I, too, got up. “Sir,” I said, “I broke no law.”
“The most important thing they teach at Harvard,” he said, “is that a man can obey every law and still be the worst criminal of his time.”
Where or when this was taught at Harvard, he did not say. It was news to me.
“Mr. Starbuck,” he said, “in case you haven’t noticed: We have recently come through a global conflict between good and evil, during which we grew quite accustomed to beaches and fields littered with the bodies of our own brave and blameless dead. Now I am expected to feel pity for one unemployed bureaucrat, who, for all the damage he has done to his country, should be hanged and drawn and quartered, as far as I am concerned.”
“I only told the truth,” I bleated. I was nauseated with terror and shame.
“You told a fragmentary truth,” he said, “which has now been allowed to represent the whole! ‘Educated and compassionate public servants are almost certainly Russian spies.’ That’s all you are going to hear now from the semiliterate old-time crooks and spellbinders who want the government back, who think it’s rightly theirs. Without the symbiotic idiocies of you and Leland Clewes they could never have made the connection between treason and pity and brains. Now get out of my sight!”

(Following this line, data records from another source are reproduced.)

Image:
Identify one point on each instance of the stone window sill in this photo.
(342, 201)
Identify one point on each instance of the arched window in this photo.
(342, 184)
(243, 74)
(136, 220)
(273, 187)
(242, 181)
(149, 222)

“Sir,” I said. I would have fled if I could, but I was paralyzed.
“You are yet another nincompoop, who, by being at the wrong place at the wrong time,” he said, “was able to set humanitarianism back a full century! Begone!”
Strong stuff.
8
SO THERE I SAT on the bench outside the prison, waiting for the bus, while the Georgia sun beat down on me. A great Cadillac limousine, with pale blue curtains drawn across its back windows, simmered by slowly on the other side of the median divider, on the lanes that would take it to the headquarters of the Air Force base. I could see only the chauffeur, a black man, who was looking quizzically at the prison. The place was not clearly a prison. A quite modest sign at the foot of the flagpole said only this: “F.M.S.A.C.F., Authorized Personnel Only.”
The limousine continued on, until it found a crossover about a quarter of a mile up. Then it came back down and stopped with its glossy front fender inches from my nose. There, reflected in that perfect fender, I saw that old Slavic janitor again. This was the same limousine, it turned out, that had set off the false alarm about the arrival of Virgil Greathouse somewhat earlier. It had been cruising in search of the prison for quite some time.
The chauffeur got out, and he asked me if this was indeed the prison.
Thus was I required to make my first sound as a free man. “Yes,” I said.
The chauffeur, who was a big, serenely paternal, middle-aged man in a tan whipcord uniform and black leather puttees, opened the back door, spoke into the twilit interior. “Gentlemen,” he said, with precisely the appropriate mixture of sorrow and respect, “we have reached our destination.” Letters embroidered in red silk thread on his breast pocket identified his employer. “RAMJAC,” they said.
As I would learn later: Old pals of Greathouse had provided him and his lawyers with swift and secret transportation from his home to prison, so that there would be almost no witnesses to his humiliation. A limousine from Pepsi-Cola had picked him up before dawn at the service entrance to the Waldorf Towers in Manhattan, which was his home. It had taken him to the Marine Air Terminal next to La Guardia, and directly out onto a runway.